There are a variety of standards which must be met by a group in order for secession to even become a possibility. The most important are a shared cultural identity and territorial proximity. Cultural identity – which can be civic, religious, ethnic, etc. – is required to actually create a group and ensure it has common interests it feels are not being met by the present political system. Territorial proximity is needed because there must be a physical space for purposes of political and economic organization after the separation takes place. Physically disparate groups can still have a shared cultural identity, but their needs will differ as they will exist in differing political and economic situations. (Though I think it’s important to point out some of these groups may seek to leave the lands they occupy and congregate in a single territory in order to establish a single state, such as Zionists, even though their migration would be a cultural, not a secessionist, one.)

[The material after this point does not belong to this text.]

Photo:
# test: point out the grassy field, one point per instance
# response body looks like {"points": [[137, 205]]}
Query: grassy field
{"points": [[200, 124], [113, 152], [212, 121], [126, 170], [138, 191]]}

Sorens explores the economic and political factors of secessionist movements and the various strategies they use to get their needs met, but essentially it comes down to a cost-benefit analysis. Sorens points out that the minority is often unable to trust the actions of the majority, and the majority is often unwilling to commit to lasting compromises. The fact that many nations do not guarantee the right to secede to the populace (or do not guarantee such attempts will be met with violence) is more likely to promote secessionist movements – minorities who cannot legally secede do not feel like they have a final option, or ultimate bargaining chip, to use with the majority (for whom it is economically beneficial for the minority to not divide the state). If greater in-state autonomy is a truly viable option, achieving that status will typically prevent the minority group from seeking further separation.
Sometimes it is economically beneficial to secede – such as in cases where the minority is paying more into the state fiscally then they are receiving in services. In other cases, detrimental economic effects are mitigated by the newly-independent’s state to maintain trade relations in an increasingly globalized world. Even in cases where there will be economic turmoil following a secession, sometimes the minority group will decide that the cultural benefits – typically expression and maintenance – are more important than economic security.
This excerpt was fascinating. Honestly, I had never given much thought to why secession happens in a more general sense before this point. I definitely believe that groups should have the right to secede from their nation, though I had never thought that such a right could actually be a preventative measure against such actions – it seemed simply part of the right to self-determination. The distinctions Sorens made between ethnic and civic common identities in nations is valuable not only in the context of secession but in understanding many political actions within different nations. It’s understandable that majority powers would be disinclined to allow for the right to secede, but I believe a better cost-benefit analysis needs to happen on the part of such decision makers – the U.S.’ attempts to prevent secession were historically disastrous, fiscally and in terms of human life.